Para muitas mulheres com dor pélvica crônica, a cirurgia é vista como a solução definitiva: a ideia de que, retirando a lesão, a dor simplesmente desaparece. A realidade, no entanto, é mais complexa — e entender isso é fundamental para ter expectativas corretas e evitar frustração.
Por que remover a lesão nem sempre acaba com a dor
A dor pélvica crônica é, por definição, uma dor que persiste por meses. Quando uma dor se mantém por muito tempo, o próprio sistema nervoso pode mudar a forma como processa os estímulos, tornando-se mais sensível. Esse fenômeno, conhecido como sensibilização central, faz com que a dor passe a ter “vida própria”, em parte independente da lesão que a originou.
Isso significa que, em algumas pacientes, mesmo após uma cirurgia bem-sucedida que remove completamente as lesões, a dor pode persistir. Não porque a cirurgia falhou, mas porque a dor deixou de depender apenas da lesão física.
O que a ciência mostra
Estudos que acompanham pacientes operadas por dor pélvica crônica mostram exatamente isso: parte delas melhora muito, mas outra parte continua com dor significativa depois da cirurgia. E um dos fatores que ajudam a prever essa resposta é justamente o grau de sensibilização central antes do procedimento. Quanto maior essa sensibilização, menor a chance de a cirurgia, sozinha, resolver o problema.
Tratamento vai além do bisturi
Reconhecer esse mecanismo muda completamente a abordagem. O tratamento da dor pélvica crônica raramente é apenas cirúrgico. Ele costuma envolver:
- Avaliação cuidadosa da causa da dor antes de indicar cirurgia.
- Manejo da dor com abordagens clínicas e medicamentosas.
- Atenção ao componente de sensibilização central, quando presente.
- Suporte multidisciplinar, que pode incluir fisioterapia e apoio psicológico.
Por que essa conversa é importante
Nada disso significa que a cirurgia não tenha papel — em muitos casos, ela é essencial. Significa apenas que a decisão precisa ser criteriosa e que a paciente deve ser orientada com honestidade sobre o que esperar. Operar com a promessa de que “vai resolver tudo” e não cumprir gera sofrimento adicional.

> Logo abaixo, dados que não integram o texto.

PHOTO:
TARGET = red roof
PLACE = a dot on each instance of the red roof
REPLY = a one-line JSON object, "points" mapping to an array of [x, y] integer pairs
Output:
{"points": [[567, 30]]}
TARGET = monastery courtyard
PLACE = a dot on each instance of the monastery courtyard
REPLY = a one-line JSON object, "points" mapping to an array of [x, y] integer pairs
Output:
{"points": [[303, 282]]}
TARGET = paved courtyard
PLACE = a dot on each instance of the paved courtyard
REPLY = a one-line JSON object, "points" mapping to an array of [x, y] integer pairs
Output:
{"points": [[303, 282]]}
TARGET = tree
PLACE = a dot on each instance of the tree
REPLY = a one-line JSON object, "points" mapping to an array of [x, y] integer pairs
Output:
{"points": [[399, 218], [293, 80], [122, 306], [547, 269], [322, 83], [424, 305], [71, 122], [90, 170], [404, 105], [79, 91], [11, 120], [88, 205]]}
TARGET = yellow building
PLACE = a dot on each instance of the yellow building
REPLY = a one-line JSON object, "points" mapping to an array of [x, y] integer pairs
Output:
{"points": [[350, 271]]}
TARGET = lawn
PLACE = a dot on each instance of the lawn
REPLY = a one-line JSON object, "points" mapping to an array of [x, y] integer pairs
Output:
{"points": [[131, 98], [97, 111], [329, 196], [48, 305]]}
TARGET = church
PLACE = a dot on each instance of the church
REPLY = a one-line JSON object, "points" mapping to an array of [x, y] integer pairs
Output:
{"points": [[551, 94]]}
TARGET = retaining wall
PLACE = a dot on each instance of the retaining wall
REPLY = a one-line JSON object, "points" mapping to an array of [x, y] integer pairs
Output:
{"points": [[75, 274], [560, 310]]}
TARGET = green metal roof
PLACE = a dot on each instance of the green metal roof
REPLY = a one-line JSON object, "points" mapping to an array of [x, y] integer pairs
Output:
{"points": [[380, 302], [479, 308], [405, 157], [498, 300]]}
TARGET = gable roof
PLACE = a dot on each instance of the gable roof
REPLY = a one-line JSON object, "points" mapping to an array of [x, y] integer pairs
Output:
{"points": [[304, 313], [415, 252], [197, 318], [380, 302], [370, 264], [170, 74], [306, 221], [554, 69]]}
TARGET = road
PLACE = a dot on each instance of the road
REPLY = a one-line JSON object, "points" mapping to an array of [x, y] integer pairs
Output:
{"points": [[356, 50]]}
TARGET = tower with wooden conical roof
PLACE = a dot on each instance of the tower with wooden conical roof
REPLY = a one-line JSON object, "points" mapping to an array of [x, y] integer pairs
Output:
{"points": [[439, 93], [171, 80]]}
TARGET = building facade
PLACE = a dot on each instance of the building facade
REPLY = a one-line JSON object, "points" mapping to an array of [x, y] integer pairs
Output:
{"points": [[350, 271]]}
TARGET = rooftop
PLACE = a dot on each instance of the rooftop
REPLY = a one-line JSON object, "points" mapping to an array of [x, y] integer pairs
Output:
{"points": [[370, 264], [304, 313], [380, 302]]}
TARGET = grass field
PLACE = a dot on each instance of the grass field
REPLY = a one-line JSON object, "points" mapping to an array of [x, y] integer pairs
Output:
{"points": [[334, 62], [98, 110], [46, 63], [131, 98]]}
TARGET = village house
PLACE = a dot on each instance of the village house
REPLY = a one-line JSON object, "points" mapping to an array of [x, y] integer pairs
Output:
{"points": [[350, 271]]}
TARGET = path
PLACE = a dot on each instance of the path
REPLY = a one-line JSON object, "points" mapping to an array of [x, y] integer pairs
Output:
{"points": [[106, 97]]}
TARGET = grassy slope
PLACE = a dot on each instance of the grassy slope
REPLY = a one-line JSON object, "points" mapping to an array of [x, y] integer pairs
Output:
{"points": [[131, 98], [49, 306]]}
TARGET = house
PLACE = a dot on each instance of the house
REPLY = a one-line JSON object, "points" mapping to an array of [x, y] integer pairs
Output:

Se você convive com dor pélvica crônica, o mais importante é uma avaliação que investigue a fundo a origem da dor e que considere todos os fatores envolvidos — não apenas a possibilidade de operar.
Este conteúdo tem caráter informativo e não substitui a consulta médica. Se você sofre com dor persistente, procure avaliação médica.